Post Mortem: Delayed Oracle Report (April 8, 2023)

in Post Mortem by Lido


Intro

On 8th of April 2023 the Oracle report finalisation had been made 6 hours later than usual ~12pm UTC. The delay had been caused by the occurence of an edge-case with a report slot being missed on the Consensus Layer, preventing the software from collecting the data.

 

The urgent fix for the said edge-case had been prepared by the Lido Contributors, allowing the Oracle holders to finalize the report after the software upgrade. No user tokens had ever been at risk, and the offchain code for the Oracle for the now-running Lido V2 upgrade works with said edge-case correctly.

 

Why Did It Happen?

To generate the report, the oracle code must coordinate the gathering of data from CL (Consensus Layer) and EL (Execution Layer) nodes. Specifically, the Oracle requires information about the EL block corresponding to a particular CL slot.

 

However, on April 8th, 2023, the particular “report slot” had been missed, thus no EL block was present related to slot.

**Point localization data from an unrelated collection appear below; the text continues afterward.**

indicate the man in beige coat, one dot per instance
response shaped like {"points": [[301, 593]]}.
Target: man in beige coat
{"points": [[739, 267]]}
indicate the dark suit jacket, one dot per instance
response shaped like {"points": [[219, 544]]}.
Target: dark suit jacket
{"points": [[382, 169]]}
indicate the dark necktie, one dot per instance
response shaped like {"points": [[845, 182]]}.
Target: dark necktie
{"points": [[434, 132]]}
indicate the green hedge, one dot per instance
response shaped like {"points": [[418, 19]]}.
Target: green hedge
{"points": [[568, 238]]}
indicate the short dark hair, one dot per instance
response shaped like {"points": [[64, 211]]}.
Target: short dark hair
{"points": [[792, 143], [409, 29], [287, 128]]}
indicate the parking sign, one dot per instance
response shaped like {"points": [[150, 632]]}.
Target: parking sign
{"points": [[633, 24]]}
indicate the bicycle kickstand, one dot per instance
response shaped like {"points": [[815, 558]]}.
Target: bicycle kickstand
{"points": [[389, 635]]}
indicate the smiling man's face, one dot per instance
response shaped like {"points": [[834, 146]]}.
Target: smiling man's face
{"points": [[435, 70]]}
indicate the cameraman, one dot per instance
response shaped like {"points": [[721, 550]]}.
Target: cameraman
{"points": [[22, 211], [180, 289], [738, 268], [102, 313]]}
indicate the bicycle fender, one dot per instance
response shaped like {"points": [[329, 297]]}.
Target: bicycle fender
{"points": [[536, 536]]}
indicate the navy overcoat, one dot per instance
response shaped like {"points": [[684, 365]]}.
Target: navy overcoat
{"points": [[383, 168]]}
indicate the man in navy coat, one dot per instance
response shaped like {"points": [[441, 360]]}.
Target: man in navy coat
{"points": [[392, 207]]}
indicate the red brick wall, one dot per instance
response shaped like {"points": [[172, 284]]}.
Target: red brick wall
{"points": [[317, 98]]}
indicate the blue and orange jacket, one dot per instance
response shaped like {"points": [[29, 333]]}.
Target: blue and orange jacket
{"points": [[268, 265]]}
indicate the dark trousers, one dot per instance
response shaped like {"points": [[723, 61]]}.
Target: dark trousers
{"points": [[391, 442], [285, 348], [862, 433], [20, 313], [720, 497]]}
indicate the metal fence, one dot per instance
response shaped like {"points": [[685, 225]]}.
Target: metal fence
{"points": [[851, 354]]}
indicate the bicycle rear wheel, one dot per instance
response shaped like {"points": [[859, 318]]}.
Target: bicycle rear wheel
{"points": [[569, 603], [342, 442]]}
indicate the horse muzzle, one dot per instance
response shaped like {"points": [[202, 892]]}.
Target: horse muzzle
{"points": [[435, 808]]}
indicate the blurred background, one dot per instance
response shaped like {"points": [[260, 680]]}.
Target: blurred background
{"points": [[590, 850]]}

The offchain oracle was not equipped to handle this edge-case, so the report couldn’t have been collected.

 

 

How Did We Fix It?

On the same day Lido Contributors have released an update for the offchain Oracle including the fix for the said edge-case. Oracle holders checked the release code and updated offchain Oracles. The updated code now appropriately addresses situations where slots are missed.

 

In such cases, the code iterates backwards through the slots until it identifies a slot that had been successfully validated. The said edge-case handler is implemented in the currently running offchain Oracle for Lido V2.

 

Incident Recap

(All times in UTC, 08 Apr 2023)

 

  • 12:41: alert in tg groups on Oracle report overdue by 15m.
  • 12:47: incident zoom call gathered, debugging started.
  • 13:00: diagnosed the issue with missed slot & no code for handling it; started preparing the fix.
  • 13:11: sent heads-up and started gathering Oracle members quorum for updating.
  • 13:29: gathered pre-commitments from 5 Oracles.
  • 13:44: tweets on delayed report sent.
  • 16:17: build ready, tested & shared with Oracles.
  • 16:43: last tx for the report is in, report finalised.
  • 21:09: tweets on successful report are sent.